The .470 Nitro Express is a cartridge developed in England for very large or dangerous game hunting. This cartridge is used almost exclusively in single shot and double express rifles for hunting in the tropics or hot climate. It is in wide use in the Southern and Central-East African region, favored by hunting guides, primarily while out for Cape buffalo and elephant.

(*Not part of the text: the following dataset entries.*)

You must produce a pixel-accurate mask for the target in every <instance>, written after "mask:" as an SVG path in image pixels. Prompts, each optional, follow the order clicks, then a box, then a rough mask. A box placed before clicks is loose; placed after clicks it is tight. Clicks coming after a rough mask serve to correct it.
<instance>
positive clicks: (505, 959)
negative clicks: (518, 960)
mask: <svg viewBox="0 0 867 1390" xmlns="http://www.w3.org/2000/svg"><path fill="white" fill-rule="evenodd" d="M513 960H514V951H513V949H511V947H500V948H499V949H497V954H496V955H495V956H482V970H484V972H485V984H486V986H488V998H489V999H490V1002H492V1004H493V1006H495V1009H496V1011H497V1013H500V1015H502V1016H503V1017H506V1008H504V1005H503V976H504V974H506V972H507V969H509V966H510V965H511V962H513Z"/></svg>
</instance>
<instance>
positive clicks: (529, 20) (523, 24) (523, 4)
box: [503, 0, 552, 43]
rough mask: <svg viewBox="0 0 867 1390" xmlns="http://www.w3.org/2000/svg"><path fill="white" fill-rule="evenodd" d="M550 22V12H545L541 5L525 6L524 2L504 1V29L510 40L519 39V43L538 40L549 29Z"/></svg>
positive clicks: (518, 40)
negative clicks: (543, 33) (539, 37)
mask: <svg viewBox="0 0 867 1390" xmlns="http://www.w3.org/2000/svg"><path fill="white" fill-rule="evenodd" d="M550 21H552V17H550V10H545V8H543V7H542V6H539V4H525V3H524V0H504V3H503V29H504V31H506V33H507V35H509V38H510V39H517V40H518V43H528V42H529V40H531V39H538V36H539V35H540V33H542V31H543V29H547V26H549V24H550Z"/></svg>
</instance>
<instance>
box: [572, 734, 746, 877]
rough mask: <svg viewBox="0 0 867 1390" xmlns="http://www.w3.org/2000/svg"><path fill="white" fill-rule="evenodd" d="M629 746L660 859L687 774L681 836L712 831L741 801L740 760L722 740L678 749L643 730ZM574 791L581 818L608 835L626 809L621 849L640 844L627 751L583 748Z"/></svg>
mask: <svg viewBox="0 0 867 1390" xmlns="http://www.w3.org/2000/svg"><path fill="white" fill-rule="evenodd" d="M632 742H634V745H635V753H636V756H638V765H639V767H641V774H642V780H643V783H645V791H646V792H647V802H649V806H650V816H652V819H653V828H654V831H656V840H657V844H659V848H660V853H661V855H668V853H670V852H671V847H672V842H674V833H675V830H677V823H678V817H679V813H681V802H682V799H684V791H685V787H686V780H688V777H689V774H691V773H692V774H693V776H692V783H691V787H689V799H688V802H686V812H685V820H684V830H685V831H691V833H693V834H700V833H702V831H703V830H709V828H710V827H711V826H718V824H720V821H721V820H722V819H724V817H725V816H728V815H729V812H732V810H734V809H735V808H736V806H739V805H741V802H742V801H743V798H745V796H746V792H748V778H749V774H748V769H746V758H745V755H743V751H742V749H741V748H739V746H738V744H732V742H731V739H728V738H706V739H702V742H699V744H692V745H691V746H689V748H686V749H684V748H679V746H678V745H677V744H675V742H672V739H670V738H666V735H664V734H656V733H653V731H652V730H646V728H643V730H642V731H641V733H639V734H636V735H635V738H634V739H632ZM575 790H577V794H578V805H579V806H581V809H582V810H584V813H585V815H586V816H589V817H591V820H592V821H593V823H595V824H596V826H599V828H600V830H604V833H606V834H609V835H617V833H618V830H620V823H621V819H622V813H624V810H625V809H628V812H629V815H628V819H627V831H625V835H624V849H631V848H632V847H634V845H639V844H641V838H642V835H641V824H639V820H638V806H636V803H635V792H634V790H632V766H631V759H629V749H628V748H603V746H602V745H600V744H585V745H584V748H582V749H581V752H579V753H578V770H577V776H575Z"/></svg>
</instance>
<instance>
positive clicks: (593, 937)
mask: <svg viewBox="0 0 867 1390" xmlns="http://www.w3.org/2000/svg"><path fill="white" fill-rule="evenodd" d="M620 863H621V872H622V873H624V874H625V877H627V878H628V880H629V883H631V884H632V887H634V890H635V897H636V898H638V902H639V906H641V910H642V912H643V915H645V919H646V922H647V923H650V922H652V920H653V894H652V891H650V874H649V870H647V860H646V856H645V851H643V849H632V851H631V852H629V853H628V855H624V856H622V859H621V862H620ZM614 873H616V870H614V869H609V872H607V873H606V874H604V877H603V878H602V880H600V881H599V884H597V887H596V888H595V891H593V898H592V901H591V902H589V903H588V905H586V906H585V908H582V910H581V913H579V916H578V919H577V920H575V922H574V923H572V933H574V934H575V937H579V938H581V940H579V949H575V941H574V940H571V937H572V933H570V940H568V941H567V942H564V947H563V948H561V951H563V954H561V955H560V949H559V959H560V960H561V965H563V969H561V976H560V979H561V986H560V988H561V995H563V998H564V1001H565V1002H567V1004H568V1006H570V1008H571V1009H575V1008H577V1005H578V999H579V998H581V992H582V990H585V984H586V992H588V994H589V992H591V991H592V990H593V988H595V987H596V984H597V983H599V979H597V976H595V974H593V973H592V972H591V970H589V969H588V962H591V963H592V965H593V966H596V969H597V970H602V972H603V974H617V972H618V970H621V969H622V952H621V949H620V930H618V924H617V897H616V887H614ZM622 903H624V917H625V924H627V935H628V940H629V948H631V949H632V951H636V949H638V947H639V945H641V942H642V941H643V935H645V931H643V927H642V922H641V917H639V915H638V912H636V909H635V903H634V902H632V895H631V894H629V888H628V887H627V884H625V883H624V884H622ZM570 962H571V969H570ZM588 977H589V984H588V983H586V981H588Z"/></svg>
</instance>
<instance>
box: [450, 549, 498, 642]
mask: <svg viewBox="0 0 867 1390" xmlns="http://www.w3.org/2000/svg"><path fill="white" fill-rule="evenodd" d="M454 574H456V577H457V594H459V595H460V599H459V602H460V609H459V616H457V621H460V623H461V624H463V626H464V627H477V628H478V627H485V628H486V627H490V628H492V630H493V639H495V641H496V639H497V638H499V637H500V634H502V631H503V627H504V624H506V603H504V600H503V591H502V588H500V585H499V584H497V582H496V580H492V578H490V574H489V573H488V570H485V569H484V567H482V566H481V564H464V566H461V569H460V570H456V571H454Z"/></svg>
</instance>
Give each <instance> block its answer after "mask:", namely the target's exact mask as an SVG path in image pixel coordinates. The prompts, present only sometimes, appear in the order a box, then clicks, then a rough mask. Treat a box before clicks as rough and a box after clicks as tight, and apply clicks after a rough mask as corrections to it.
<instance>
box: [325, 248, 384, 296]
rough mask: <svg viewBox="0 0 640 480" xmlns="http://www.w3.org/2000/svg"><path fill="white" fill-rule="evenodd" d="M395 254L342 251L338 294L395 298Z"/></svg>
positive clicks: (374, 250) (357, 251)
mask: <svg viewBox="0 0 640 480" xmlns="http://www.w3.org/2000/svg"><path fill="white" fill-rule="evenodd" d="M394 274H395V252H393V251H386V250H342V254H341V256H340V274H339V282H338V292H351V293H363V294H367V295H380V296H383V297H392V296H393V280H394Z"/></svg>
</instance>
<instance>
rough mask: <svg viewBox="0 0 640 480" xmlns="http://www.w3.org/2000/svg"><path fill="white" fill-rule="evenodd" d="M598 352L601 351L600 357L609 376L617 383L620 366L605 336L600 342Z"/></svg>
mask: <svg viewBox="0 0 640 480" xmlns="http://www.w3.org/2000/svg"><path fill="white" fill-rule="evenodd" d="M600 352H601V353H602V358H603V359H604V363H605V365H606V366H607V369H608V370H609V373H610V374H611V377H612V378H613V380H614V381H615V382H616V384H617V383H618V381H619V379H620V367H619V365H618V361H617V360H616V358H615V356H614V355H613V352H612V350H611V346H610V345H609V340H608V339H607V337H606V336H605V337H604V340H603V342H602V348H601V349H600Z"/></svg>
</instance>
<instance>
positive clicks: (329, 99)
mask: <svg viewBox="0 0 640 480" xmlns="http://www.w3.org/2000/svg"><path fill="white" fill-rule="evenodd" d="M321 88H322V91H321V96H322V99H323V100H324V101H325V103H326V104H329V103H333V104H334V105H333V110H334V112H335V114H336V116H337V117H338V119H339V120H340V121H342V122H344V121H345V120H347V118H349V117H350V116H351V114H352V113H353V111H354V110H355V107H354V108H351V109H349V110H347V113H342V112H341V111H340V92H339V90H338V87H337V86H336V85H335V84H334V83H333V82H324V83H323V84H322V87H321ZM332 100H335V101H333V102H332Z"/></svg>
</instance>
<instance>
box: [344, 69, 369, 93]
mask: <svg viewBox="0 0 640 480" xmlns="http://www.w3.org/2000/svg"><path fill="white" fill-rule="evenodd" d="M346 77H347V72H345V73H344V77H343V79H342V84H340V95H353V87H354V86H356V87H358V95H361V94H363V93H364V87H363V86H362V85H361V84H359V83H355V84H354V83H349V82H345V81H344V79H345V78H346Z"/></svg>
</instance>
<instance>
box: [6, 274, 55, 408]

Currently a box of 20 costs $350.00!!

Les

http://i539.Rule #2/albums/ff357/LesinRedDeer/Pen%20Turning/Woodleigh470NitroExpress474500GRFMJProjectile.jpg
http://i539.Rule #2/albums/ff357/LesinRedDeer/Pen%20Turning/DSC07776.jpg
http://i539.Rule #2/albums/ff357/LesinRedDeer/Pen%20Turning/DSC07772.jpg
http://i539.Rule #2/albums/ff357/LesinRedDeer/Pen%20Turning/DSC07790.jpg
http://i539.Rule #2/albums/ff357/LesinRedDeer/Pen%20Turning/DSC07780.jpg


----------



## Kevin (Apr 6, 2013)

Wow. On the cool pen, and on the price of a box of that caliber.


----------



## Final Strut (Apr 6, 2013)

Very Nicely done Les.


----------



## Bean_counter (Apr 6, 2013)

Very very cool


----------



## blaineo (Apr 7, 2013)

HA! That's just awesome!! *drools*.....conversation piece is an understatement...lol


----------



## woodtickgreg (Apr 7, 2013)

Nice work, but my shoulder hurts just lookin at it. The big bang theory for sure.


----------